Well yesterday was a sad day! We had this huge storm role in to our cute little town about 3 or 4 pm...at first it was a rain then it turned into a hard rain, then hail...the hail were all sizes, but the biggest I saw were as big as a nickel...it was crazy! Well at first I was like..."Oh Crap! The truck is not under the garage, it could get hail damage...then it was another 'Oh Crap' the garden!" I wasn't too worried about everything, but when the storm kept going and going, I knew there would be damage. I swear it hailed for a good hour or more. This weather so reminds me of Missouri! Anyway, luckly I had brought Buddy in so he wasn't damaged. But as soon as Buddy and I could...well we thought we could, we ventured out into the yard. It was still raining a bit, but rain never hurt anybody. Well at first I checked the truck and it was okay suprisingly...that hail was hard and it was coming down hard! I know...Buddy and I got hit a couple times while out checking for damages! Well I didn't dare go to the garden, but I did, I can't describe to you all how I felt...it was ruined...everything looked so hammered. What once was plants no longer looked like plants, all the leaves were knocked off the vines of everything...it really was a sad sight. The first thing I did was cried! Yup I cried...I have worked so hard in the garden and it has become my pride and joy...to have it taken so fast and not able to do anything was and is hard. But I did learn something from this experience. I started thinking about the pioneers and settlers and how they completely depended on their crops to survive. I just couldn't help but think about how devistated they would have been if this happened to them. They depended on their gardens and crops to feed them...I all the sudden became very grateful for the grocery store down the road, that I could walk to, and all the modern day conviniences we have in our lives today. Even though I may not get too much more out of the garden, Cody and I will still be able to eat through the winter. I learned a very big lesson yesterday...GRATITUDE! We are all so blessed to have what we have and to have opportunities to grow things in gardens. Made me think how really I am not in control of anything...and anything could happen at anytime in my life.
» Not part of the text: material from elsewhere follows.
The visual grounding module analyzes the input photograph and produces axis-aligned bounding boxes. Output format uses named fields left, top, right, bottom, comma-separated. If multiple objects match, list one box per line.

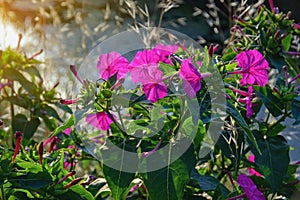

The Lord Giveth and the Lord Taketh Away! I wonder sometimes why, but there is always a bigger picture that we don't see.
I know I have gone on about what a sad day it was yesterday...but I learned something...and even it was only a garden I still learned a lot about life in general. Everything we have can be taken away...I don't want to waste another minute being ungrateful for all the things I have! That was the point I was trying to make through this whole post...GRATITUDE!